Emma e Regina non si consideravano una coppia, eppure era diventato raro trovare una senza l’altra attorno.
Emma e Regina non stavano insieme, però si incontravano ogni giorno e, la mattina, facevano colazione insieme a Henry da Granny’s.
Emma e Regina non erano fidanzate, comunque di battute a riguardo ne circolavano parecchie e le migliori appartenevano al signor Gold.
Emma stava camminando lungo Main Street quando venne raggiunta da Regina, i cui tacchi erano inconfondibili sull’asfalto grigio.
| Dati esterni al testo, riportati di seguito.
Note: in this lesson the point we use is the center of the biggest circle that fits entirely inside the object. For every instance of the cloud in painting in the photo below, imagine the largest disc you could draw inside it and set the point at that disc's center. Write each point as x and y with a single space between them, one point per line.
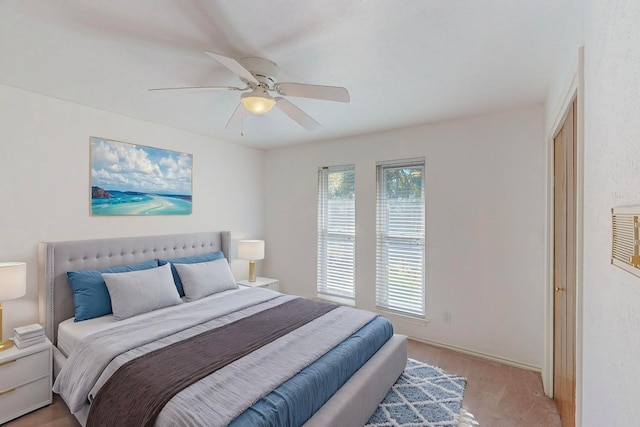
126 167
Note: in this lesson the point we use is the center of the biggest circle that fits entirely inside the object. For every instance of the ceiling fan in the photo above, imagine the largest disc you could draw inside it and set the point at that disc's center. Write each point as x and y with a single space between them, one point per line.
259 77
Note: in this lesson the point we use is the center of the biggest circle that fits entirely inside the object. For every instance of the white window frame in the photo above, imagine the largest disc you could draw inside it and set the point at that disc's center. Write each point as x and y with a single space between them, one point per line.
336 274
400 248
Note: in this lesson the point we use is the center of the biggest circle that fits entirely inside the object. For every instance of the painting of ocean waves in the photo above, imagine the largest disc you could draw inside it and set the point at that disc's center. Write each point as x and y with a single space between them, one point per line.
128 179
124 203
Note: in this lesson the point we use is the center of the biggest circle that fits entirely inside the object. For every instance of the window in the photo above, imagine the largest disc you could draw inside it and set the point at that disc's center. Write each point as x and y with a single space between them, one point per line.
336 231
400 237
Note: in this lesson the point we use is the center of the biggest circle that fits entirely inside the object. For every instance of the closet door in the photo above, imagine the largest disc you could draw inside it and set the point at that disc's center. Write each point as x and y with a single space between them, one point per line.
565 269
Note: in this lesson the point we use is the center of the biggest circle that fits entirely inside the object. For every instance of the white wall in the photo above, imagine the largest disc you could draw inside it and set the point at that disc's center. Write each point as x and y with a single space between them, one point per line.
485 189
611 328
44 184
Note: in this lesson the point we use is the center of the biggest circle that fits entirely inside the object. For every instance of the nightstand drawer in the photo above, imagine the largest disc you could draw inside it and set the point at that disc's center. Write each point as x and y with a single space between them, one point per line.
25 399
24 369
273 286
«Questa sera pensavo di cambiare menù, basta lasagne» esordì Regina.
«Cosa?!» domandò contraria Emma. «Non se ne parla, Henry le adora!».
«E tu no?»
«No, affatto. Sono buone, ma nulla di speciale» minimizzò Emma.
Da settimane ormai le serate che Henry trascorreva da Regina erano aumentate. Anzi, Henry passava molto più tempo nella sua casa d’infanzia che nell’appartamento dei nonni, ma questo non sembrava infastidirlo, anzi.
Emma si fermava spesso con lui, ma sia lo sceriffo che il sindaco amavano credere che il loro trascorrere tanto tempo insieme fosse dovuto solo ed esclusivamente ad Henry.
«Allora per te non ci sono problemi se cucino qualcosa di diverso» disse Regina.
«Ad esempio?»
«Non lo so. Al castello tacchini ripieni e polli andavano per la maggiore, ma non penso di poter trovare cacciagione fresca. A meno che tua madre non abbia voglia di spolverare l’arco» considerò Regina, strappando allo sceriffo una smorfia. Il fatto che Regina si riferisse a Mary Margaret come la madre di Emma le faceva sempre uno strano effetto.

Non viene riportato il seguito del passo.